Japanese neighborhoods are not laid out in any logical manner, so naturally I became quite lost. This didn't particularly bother me; thankfully, my hopeless sense of direction is balanced by a robust belief that one can always, somehow, find home. All around the air was still and quiet. The scenery was varying shades of gray, from the sky, to the road, to the walls surrounding the plots of each household. I walked on, not really knowing where I was going, just following the cloud of my breath.

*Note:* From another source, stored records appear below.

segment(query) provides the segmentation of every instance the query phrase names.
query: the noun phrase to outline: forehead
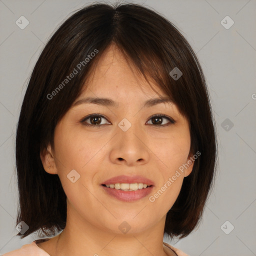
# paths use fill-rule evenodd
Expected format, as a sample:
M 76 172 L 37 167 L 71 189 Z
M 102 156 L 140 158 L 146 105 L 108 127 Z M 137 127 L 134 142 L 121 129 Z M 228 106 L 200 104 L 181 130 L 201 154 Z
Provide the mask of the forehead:
M 156 95 L 156 91 L 160 95 L 168 96 L 152 78 L 147 78 L 155 90 L 132 62 L 126 58 L 117 47 L 111 45 L 92 68 L 84 91 L 90 94 L 93 92 L 96 95 L 103 93 L 116 94 L 116 96 L 120 96 L 121 91 L 126 95 L 133 92 L 148 97 Z

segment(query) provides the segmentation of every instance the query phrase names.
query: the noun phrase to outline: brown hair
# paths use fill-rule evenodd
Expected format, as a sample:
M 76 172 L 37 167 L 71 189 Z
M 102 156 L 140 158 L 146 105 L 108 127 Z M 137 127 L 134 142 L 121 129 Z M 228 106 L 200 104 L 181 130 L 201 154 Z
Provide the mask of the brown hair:
M 29 226 L 24 234 L 17 234 L 22 238 L 38 230 L 55 235 L 66 226 L 66 196 L 58 176 L 44 170 L 40 152 L 49 143 L 54 148 L 56 124 L 111 44 L 146 80 L 152 78 L 170 96 L 189 121 L 191 152 L 201 153 L 167 214 L 165 234 L 184 237 L 202 217 L 214 180 L 217 144 L 206 81 L 195 54 L 170 22 L 148 8 L 132 4 L 94 4 L 77 11 L 60 26 L 30 78 L 16 138 L 20 206 L 16 224 L 24 221 Z M 56 92 L 58 85 L 95 50 L 95 56 L 80 65 L 79 72 Z M 182 73 L 178 80 L 169 74 L 176 67 Z M 54 91 L 54 96 L 50 96 Z

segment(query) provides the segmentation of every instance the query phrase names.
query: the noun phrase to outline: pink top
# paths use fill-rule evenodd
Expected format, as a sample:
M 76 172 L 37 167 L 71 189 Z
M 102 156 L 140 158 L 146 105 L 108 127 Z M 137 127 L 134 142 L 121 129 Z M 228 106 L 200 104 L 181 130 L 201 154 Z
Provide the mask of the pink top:
M 172 250 L 178 256 L 188 256 L 178 249 L 176 249 L 172 246 L 164 242 L 164 244 Z M 10 252 L 4 254 L 2 256 L 50 256 L 46 252 L 36 246 L 36 241 L 34 240 L 28 244 L 24 244 L 20 249 L 12 250 Z

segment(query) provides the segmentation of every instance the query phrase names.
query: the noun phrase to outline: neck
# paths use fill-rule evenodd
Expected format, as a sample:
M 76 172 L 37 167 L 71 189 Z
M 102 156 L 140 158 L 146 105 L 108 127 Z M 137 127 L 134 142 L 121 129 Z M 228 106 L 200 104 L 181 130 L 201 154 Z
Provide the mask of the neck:
M 69 211 L 68 211 L 68 212 Z M 86 222 L 74 212 L 68 214 L 64 230 L 56 240 L 54 256 L 166 256 L 163 236 L 165 218 L 140 232 L 122 234 Z

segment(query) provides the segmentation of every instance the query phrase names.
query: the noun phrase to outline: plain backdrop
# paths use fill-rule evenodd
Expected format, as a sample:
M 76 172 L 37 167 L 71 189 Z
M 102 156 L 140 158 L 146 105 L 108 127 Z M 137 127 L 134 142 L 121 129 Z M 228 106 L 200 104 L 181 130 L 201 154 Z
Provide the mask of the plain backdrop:
M 206 78 L 216 121 L 218 174 L 202 220 L 188 237 L 164 242 L 191 256 L 256 255 L 256 1 L 129 2 L 162 14 L 187 38 Z M 36 238 L 15 236 L 15 136 L 30 76 L 59 24 L 92 2 L 0 0 L 0 254 Z M 23 30 L 16 23 L 21 16 L 29 22 Z

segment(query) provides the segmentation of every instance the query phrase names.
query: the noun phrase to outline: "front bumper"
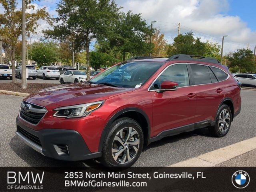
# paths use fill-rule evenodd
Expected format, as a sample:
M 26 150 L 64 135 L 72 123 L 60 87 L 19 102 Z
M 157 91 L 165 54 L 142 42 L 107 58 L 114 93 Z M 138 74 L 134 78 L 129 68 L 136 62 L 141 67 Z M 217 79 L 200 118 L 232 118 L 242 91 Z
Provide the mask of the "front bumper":
M 80 134 L 74 130 L 44 129 L 35 131 L 16 120 L 18 137 L 42 155 L 66 161 L 78 161 L 101 156 L 101 152 L 90 152 Z M 63 152 L 59 146 L 66 146 Z

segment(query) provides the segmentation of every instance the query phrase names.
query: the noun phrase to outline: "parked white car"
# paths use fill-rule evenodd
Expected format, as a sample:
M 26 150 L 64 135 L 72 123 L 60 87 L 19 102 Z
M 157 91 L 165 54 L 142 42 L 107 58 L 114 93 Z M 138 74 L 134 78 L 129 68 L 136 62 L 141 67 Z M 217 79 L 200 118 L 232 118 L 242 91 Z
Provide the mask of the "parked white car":
M 10 80 L 12 79 L 12 70 L 10 69 L 8 65 L 0 64 L 0 77 L 4 78 L 9 77 Z
M 86 80 L 86 74 L 82 71 L 67 71 L 60 76 L 61 84 L 82 82 Z
M 244 86 L 256 86 L 256 74 L 242 73 L 233 74 L 233 76 L 238 82 Z
M 37 76 L 42 77 L 43 79 L 55 78 L 56 80 L 58 80 L 60 78 L 60 71 L 57 67 L 43 66 L 37 70 Z

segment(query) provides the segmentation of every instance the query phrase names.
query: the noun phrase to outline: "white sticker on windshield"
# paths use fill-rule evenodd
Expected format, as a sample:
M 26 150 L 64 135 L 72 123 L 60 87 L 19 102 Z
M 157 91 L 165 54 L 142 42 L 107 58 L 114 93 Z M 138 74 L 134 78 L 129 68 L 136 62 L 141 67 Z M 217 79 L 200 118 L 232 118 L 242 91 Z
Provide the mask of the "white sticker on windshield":
M 139 87 L 140 87 L 141 86 L 141 85 L 136 85 L 136 86 L 135 86 L 135 88 L 138 88 Z

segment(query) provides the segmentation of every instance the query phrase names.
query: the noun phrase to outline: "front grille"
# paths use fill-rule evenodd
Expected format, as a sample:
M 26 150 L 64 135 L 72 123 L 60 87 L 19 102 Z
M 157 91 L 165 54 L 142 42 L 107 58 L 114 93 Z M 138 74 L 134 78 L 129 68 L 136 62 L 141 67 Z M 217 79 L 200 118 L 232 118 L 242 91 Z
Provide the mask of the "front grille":
M 30 133 L 27 132 L 24 129 L 22 129 L 19 126 L 18 126 L 17 130 L 18 131 L 19 131 L 20 133 L 21 133 L 24 136 L 26 137 L 27 138 L 33 142 L 34 143 L 35 143 L 39 146 L 42 146 L 41 142 L 40 142 L 40 139 L 39 139 L 39 138 L 38 137 L 37 137 L 33 134 L 31 134 Z
M 24 106 L 28 103 L 24 101 L 22 103 L 20 115 L 24 120 L 32 124 L 36 124 L 44 116 L 46 111 L 43 107 L 30 103 L 32 107 L 32 110 L 31 110 L 33 111 L 26 112 L 24 110 Z M 42 110 L 44 111 L 42 112 Z M 38 112 L 36 112 L 36 111 Z

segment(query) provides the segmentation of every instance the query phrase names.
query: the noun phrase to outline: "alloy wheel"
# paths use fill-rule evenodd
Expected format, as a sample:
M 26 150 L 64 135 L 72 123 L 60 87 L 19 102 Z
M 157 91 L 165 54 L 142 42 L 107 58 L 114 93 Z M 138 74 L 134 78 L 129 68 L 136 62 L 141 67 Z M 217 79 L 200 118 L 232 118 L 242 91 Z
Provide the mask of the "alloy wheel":
M 230 123 L 230 114 L 225 109 L 220 112 L 219 116 L 218 126 L 220 132 L 224 133 L 228 129 Z
M 123 128 L 114 138 L 111 153 L 117 163 L 124 164 L 130 162 L 136 156 L 140 145 L 139 134 L 131 127 Z

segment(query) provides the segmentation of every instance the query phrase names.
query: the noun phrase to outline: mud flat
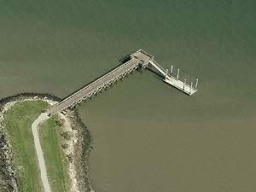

The sound of highly animated talk and laughter from behind one of the tall, concrete walls was not startling so much as comforting, and I crossed over the empty street to discover the entrance to a gigantic graveyard. There was a large, dark, wooden building in the center, and the densely packed stone gravemarkers seemed to flow out from the sides of it, peaking here and there like waves where an occasional pillar stood taller than the rest. I didn't fully understand it at the time, but I had come across a temple complex. The wooden building -- the temple -- looked like a ship floating on a sea of stone. A group of elderly Japanese women was performing ritual grave cleanings; they continued on as if I wasn't there, ladling water from buckets over a grouping of gravemarkers. Their involuntarily stooped backs and chatty voices provided a soft contrast to the hard, somber edges of the stone. One broke away from the group and trundled towards the building, limbs moving at impossible angles, to place a mikan she'd drawn from her apron pocket at the foot of a carved granite Buddha. The seated Buddha's hand was raised in what looked to be a sign of benediction; his eyes were half-closed, serene. The mikan shown like a neon sign, the brightest object in a square city block. Then abruptly the women and their voices were gone, having moved back behind the temple, and I was alone again.
I'm not sure how long I stood there, considering the Buddha and his offering, looking out over the sea of graves, and running one hand over the sleeve of the opposite arm to feel the nap of the velvet. The moment felt very pregnant. My ears stung a bit from the cold.
Then, as if on cue, a gray and white shaggy dog appeared from the far corner of the complex, moving briskly and silently towards the Buddha with purposeful intent. Without breaking stride, he lifted the mikan off the statue's pedestal with a single practiced motion, and continued his journey across the yard and out the entrance to disappear around the wall. It happened so quickly and so efficiently, I almost couldn't believe it; I'll never forget his eyes rolling up at me in a strange mix of pride and guilt as he hurried past. I turned to follow, but there was no sign of him on the street. He'd made a clean escape, mikan safely in tow.
Relating this story later to my friend Kana, she chuckled and said, "That dog was very bad. I do not think he will enjoy his next life." Perhaps not. But at least, I suppose, he appeared to be enjoying this one.